Comparing the Protective Effect of L-carnitine, Chromium, and Vitamin D with Metformin on Kidney Parameters, Lipid Profiles, and Antioxidant Indices in Streptozotocin-diabetic Rat

Type 1 diabetes mellitus is believed to be caused by decline of insulin secretion because of destruction of the pancreatic β cell, which is characterized with symptoms such as hyperglycemia, polyuria, polydipsia, weight loss, and other symptoms. Due to the lack of sufficient data about protective effect of L-carnitine, chromium, and vitamin D as compared with metformin on biochemical indices in streptozotocin-diabetic rats, it seems necessary to determine the effects of these medications on diabetes.

Materials and Methods

Sixty Wistar rats were divided into 12 diabetic and healthy groups, and 10 groups of witness, metformin )150 mg/kg(, L-carnitine )200 mg/kg(, and chromium )2 mg/kg(, vitamin D (0.06 µg) and a group treated with simultaneous combined therapy of L-carnitine, chromium, and vitamin D. Diabetes mellitus was induced by streptozotocin. Rats with glucose levels of more than 300 mg/dL were considered as diabetic. After 30 days of treatment, the serum concentrations of renal parameters, lipid profile, malondialdehyde, and activity of superoxide dismutase were measured in the studied groups.

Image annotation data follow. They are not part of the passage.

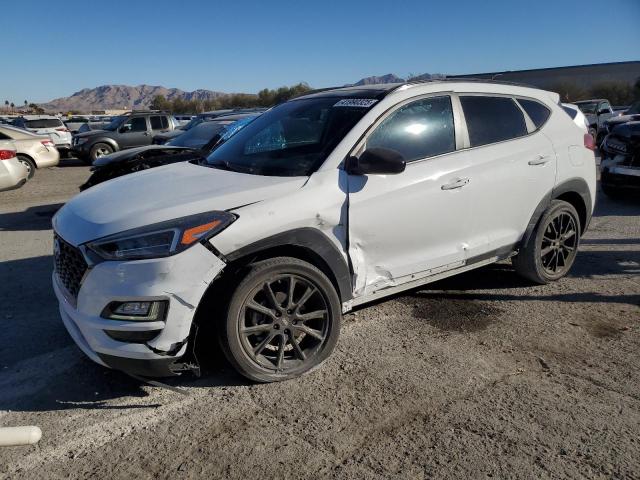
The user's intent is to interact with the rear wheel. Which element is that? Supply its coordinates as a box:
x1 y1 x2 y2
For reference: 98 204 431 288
89 143 113 163
512 200 580 284
221 257 342 382
18 155 36 180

Malondialdehyde had a significant decrease in all diabetic groups but an increase in nondiabetic metformin and L-carnitine groups (P < 0.05). In all groups, a significant reduction of triglyceride was observed (P < 0.05). Urea increased in the diabetic metformin and chromium treatment groups, whereas in the other groups it decreased (P < 0.05). Among diabetic metformin groups, a significant increase in serum creatinine was found (P < 0.05). High-density lipoprotein also decreased in the combined group of L-carnitine, chromium, and vitamin D (P < 0.05). Cholesterol in diabetic L-carnitine, chromium treatment, and combined group showed a significant decrease (P < 0.05).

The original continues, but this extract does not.